In Indonesia, three pay-to-use cable services carry Australia Plus.  They get it free.  The ABC says it is ‘available to three million people in Indonesia.’ This means the number who pay for access to networks each offering 50 or more channels.

We are the closest Western nation to Indonesia with the ability to present a different perspective in the media jungle of Southeast Asia. Australia Plus says its mission is ‘to provide a television and digital service that informs, entertains and inspires our audience with an uniquely Australian perspective.’  Note the order of priorities.

Indonesian viewers comparing Australia Plus with presentations from other nations might conclude that we are a poor country offering inconsistent fare, and indifferent to audience needs.

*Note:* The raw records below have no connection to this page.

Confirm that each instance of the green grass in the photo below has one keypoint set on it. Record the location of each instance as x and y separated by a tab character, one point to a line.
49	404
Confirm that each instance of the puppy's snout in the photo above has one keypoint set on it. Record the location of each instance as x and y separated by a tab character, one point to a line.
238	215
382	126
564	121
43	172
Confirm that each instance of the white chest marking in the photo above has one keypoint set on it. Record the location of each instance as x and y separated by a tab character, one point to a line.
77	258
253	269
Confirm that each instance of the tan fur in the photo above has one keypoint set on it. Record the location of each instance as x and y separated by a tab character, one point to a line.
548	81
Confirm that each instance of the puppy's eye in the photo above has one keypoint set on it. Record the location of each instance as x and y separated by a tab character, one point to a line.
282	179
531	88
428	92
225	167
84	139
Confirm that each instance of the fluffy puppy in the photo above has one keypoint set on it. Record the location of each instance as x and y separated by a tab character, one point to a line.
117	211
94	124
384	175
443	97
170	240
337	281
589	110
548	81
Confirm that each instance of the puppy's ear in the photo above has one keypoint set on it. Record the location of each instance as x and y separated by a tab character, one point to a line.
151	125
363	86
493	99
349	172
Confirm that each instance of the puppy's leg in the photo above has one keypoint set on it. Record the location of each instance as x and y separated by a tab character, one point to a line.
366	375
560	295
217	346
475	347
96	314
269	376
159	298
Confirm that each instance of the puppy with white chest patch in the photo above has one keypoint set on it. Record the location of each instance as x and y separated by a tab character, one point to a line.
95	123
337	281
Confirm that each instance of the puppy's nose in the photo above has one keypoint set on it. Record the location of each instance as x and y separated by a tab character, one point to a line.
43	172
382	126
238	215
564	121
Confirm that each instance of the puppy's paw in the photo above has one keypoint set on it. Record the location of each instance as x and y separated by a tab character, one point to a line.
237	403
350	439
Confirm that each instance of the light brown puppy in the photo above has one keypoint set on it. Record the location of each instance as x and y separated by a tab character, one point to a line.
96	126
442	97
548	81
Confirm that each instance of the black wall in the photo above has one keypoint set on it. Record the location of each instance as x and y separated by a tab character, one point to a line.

No lack of skills and talent, just lack of political will

This situation may not concern the Government but it appears to worry the ABC. In March this year it made an untitled submission to the Foreign Policy White Paper.
The DFAT document noted the expansion of the BBC World Service and other TV networks into overseas telecasting while reminding DFAT of some original principles: ‘Australia requires a strategy for engagement which enhances mutual understanding and respect and which encourages an exchange of ideas. Establishing strong cultural and social links with international populations will facilitate stronger economic ties and more productive collaboration.’

Perhaps this late prod to conscience might someday get a reaction.  However, so far nothing seems to stir the major parties. They enjoy ABC and SBS excellence at home and offer heart-warming statements about Australia being respected in the region.

If Australia’s overseas TV is supposed to project a robust Western democracy, a creative explorer of art and technology and a leader in education, then Australia Plus is a turn-off. It could be a splendid showcase in Indonesia and the other nations where it is available, spreading Australian news, culture, values and opinions, equal to its international competitors.

We have the skills and talent.  What we lack is political will.

(This article is based on a paper presented at the Indonesia Council Open Conference at Flinders University.)